Our worship begins a half-hour earlier this morning with a different order of worship (here's the bulletin for this Sunday). It’s a program we plan to follow over the summer, starting this Sunday and continuing until September 17, when 10:30am worship returns and a more traditional format is resumed. The change comes in response to a felt request over the past few months. In conversations I’ve had with you, and in surveys we’ve conducted, there was distinct need for fellowship — people want to connect with one another before and after worship. By moving the service a half-hour earlier during the summer, we felt that we would have more time with others in our church, as well as with each other on a Sunday afternoon. The Sabbath is important: it’s an important time for worship, but it’s also an important time to spend deepening our human relationships. “All real living is meeting,” the Jewish theologian Martin Buber said in 1973.

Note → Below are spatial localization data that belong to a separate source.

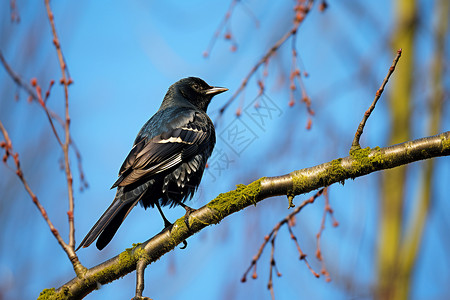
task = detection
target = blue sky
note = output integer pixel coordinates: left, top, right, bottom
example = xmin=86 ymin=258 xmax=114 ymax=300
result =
xmin=1 ymin=0 xmax=449 ymax=299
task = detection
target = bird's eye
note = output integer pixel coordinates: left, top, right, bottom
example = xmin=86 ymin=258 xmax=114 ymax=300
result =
xmin=192 ymin=84 xmax=200 ymax=90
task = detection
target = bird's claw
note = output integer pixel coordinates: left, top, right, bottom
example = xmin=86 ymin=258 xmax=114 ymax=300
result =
xmin=179 ymin=206 xmax=195 ymax=250
xmin=180 ymin=240 xmax=188 ymax=249
xmin=183 ymin=206 xmax=196 ymax=229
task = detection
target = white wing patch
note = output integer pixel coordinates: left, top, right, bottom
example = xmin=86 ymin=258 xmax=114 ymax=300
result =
xmin=157 ymin=136 xmax=193 ymax=144
xmin=181 ymin=127 xmax=201 ymax=132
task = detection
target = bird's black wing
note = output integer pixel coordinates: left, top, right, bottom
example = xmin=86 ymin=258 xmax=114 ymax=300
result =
xmin=111 ymin=109 xmax=213 ymax=189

Yet, as a church and as a people, worship to God is vital to our being. How can we meet with one another if we ourselves are not renewed in the act of worship to God? Or, as my mother says, “you cannot pour from an empty pitcher.” We re-formatted worship to shorten it so that the time for meeting one another is respected, but also emphasized the areas where people feel the most connection with God and the sacred in worship. Our announcements will now be made during our fellowship so that all may respond in conversation together. Our call to worship will usually be a short song that brings us together, pulling us out of the normality of day and into the joy that is worship together. Our children’s message will be right up front, when we open our worship with a Scripture reading, a story, and a prayer that frames the entire service, with everyone as active participants.
For some of us, this may be a welcome change. For some others, it’s not. We are church together, however: called by the Spirit, we gather in worship, fellowship, and action to be a very real and present body of Christ in our community. That's why we're here, and we're glad you're a part of it. Thank you for all your gifts, your giving, and your grace.